To my understanding strimzi puts strict requirements on the secrets and their structure (https://strimzi.io/docs/operators/latest/configuring.html#installing-your-own-ca-certificates-str) and does not provide a way to integrated a different structure like e.g. provided by cert-manager. Briefly it requires:

• that key and certificates are provided by different secrets.
• that the follow a naming convention (ca.key, ca.crt, ca.p12, ca.password)
• that the certificate is provided in PEM and PKCS 12 format and the password of the PKCS 12 is provided as well.

So what we need is a way to map different structure to the required structure. This functionality is already implemented for the brokerCertChainAndKey configuration. There we are able to remap a secret into the internal structure and strimzi takes care of managing the PKCS 12 store for us.

Thus, naively, I would argue all it takes to address this issue is to reuse the functionality of brokerCertChainAndKey for clusterCa and clientsCa by e.g.: introducing a new configuration customCaSecret. When the new configuration is present it entails that generateCertificateAuthority: false. That way backwards compatibility can be ensured.

[scholzj]

@cconnert I do not think that on its own is sufficient for multiple reasons:

• It is not just about the structure of the secrets but also about the information they provide. For example when migrating to a new CA etc.
• For many people, Kubernetes Secrets are not the thing they want to use because they are not really that secret.

[iMajna]

For many people, Kubernetes Secrets are not the thing they want to use because they are not really that secret.

I second that. There was vulnerability in Grafana where you could get all secrets from k8s in plaintext. If you have external CA private key there as a k8s secret which Strimzi uses for generating certs you most certainly want to put Chinese wall in front of it - aka place it somewhere where it can be secure.

[tombentley]

@cconnert thanks for the input! I have also wondered whether we really need to go to these lengths, because this design is not simple.

I think Jakub's point is a good one:

It is not just about the structure of the secrets but also about the information they provide. For example when migrating to a new CA etc.

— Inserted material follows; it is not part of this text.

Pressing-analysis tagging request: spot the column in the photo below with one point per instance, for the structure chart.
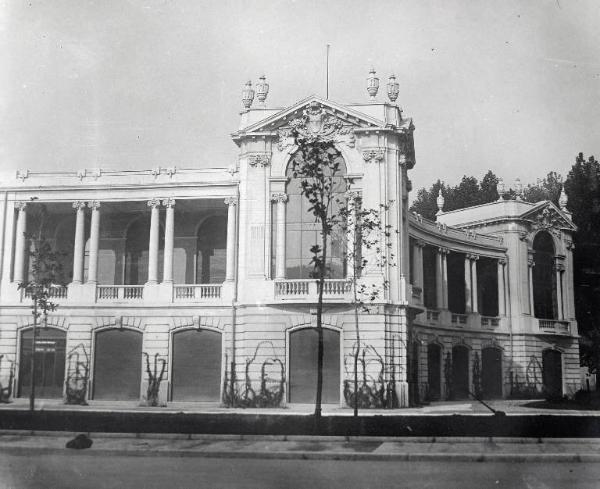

A new customCaSecret configuration could, I'm sure, be made to work in the basic case of standing up a cluster having configured customCaSecret. But I think we should be aiming to also solve the problem of how those certificates get renewed. Given the trust relationships between the components that the CO manages doing that without requiring downtime is not trivial. You could come up with some way to do it manually, with a documented procedure to follow, but it's the sort of thing people regularly get wrong. This is a cost borne by every (production) user. So I think there is significant value in having the operator do it for you in a way that tested and really hard to get wrong. It also enables other things that people sometime like, such as more frequent cert rotations, which are disincentivised by leaving the process to users.

[cconnert]

@scholzj, @iMajna,@tombentley thanks for getting back to me. I do see your points. Just wanted to raise the question if the solutions could be simplified. Also I wanted to understand what you aim for by this proposal so I can figure out if my use-case can be solved.

CA migration / renewal is definitely a difficult problem which likely requires a complex solution. cert-manager has an open issue on that cert-manager/cert-manager#2478 and I am looking forward to see it implemented. A zero-downtime constraint makes this task even harder. If "client" side communication is also secured by TLS I would argue that is something an operator cannot solve solely, but I guess that is out of scope of this proposal.

[scholzj]

Triaged on the Strimzi Community call on 25.1.2024: @katheris is getting back to work on this topic. However, the expectation is that there will be a new PR (although based on the content from this PR). This should be closed for the time being.